If all goes according to plan, the capsule Dragon will dock with the International Space Station at 23:30 p.m. on Saturday, March 15, finally allowing the procedures for the return home of Wilmore and Williams to begin.
A forced stay
I smile bitterly when I think that what was supposed to be a mission of just eight days turned into a stay of almost 300 consecutive days. Wilmore and Williams had arrived at the ISS on June 5, 2024 with the first crewed test flight of Boeing's Starliner. But immediately after entering orbit, a series of technical problems (five helium leaks and five failures of the reaction control system thrusters) compromised the reliability of the capsule.

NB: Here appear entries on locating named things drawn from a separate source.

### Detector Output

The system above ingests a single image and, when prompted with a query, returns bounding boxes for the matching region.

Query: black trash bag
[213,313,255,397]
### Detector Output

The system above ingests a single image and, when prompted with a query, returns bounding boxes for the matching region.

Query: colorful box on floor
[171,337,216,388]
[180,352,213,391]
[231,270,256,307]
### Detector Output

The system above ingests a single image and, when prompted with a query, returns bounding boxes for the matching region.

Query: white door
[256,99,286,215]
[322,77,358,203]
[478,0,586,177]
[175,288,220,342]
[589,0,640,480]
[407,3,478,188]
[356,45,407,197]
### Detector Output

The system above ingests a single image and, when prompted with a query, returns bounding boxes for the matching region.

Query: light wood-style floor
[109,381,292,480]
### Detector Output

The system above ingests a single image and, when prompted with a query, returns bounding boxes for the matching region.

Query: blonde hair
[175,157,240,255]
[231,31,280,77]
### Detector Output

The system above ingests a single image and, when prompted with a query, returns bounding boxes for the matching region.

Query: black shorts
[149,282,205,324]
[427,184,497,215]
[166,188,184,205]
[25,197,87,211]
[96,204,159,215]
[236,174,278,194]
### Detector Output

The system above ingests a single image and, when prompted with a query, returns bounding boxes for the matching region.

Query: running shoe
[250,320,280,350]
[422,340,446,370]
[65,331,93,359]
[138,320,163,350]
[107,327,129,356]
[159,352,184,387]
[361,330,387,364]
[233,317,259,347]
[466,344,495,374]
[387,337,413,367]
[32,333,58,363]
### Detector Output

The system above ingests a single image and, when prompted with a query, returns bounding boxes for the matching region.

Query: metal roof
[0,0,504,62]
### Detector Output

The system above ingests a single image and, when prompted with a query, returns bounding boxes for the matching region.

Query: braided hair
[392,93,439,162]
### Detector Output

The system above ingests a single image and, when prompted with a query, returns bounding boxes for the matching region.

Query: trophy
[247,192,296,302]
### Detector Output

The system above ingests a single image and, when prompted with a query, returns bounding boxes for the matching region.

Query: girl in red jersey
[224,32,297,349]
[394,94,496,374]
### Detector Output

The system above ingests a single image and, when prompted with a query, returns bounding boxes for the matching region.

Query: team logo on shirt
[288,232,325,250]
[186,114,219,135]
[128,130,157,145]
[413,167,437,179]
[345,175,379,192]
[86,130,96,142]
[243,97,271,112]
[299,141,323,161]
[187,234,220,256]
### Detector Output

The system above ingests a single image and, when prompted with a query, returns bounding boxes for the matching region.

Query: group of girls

We went prepared to stay a long time, even though we had planned to stay a short time. That’s what we do in human spaceflight. That’s what the human spaceflight program is about: planning for the unexpected and the unexpected contingencies. And we did that.
These words Wilmore during a press conference broadcast from the ISS on March 4. Words that reveal the professionalism and resilience of these veteran astronauts, but which cannot hide the frustration for a situation that has transformed a short test mission into a forced stay.
The return home
After a handover ceremony from Crew-9 to Crew-10, Wilmore and Williams, along with NASA astronaut Nick Hague and to the cosmonaut of Roscosmos Alexander Gorbunov, will return home aboard the already docked Crew-9 capsule, scheduled for departure on March 19.
We can't wait to welcome back these wretched Boeing "castaways."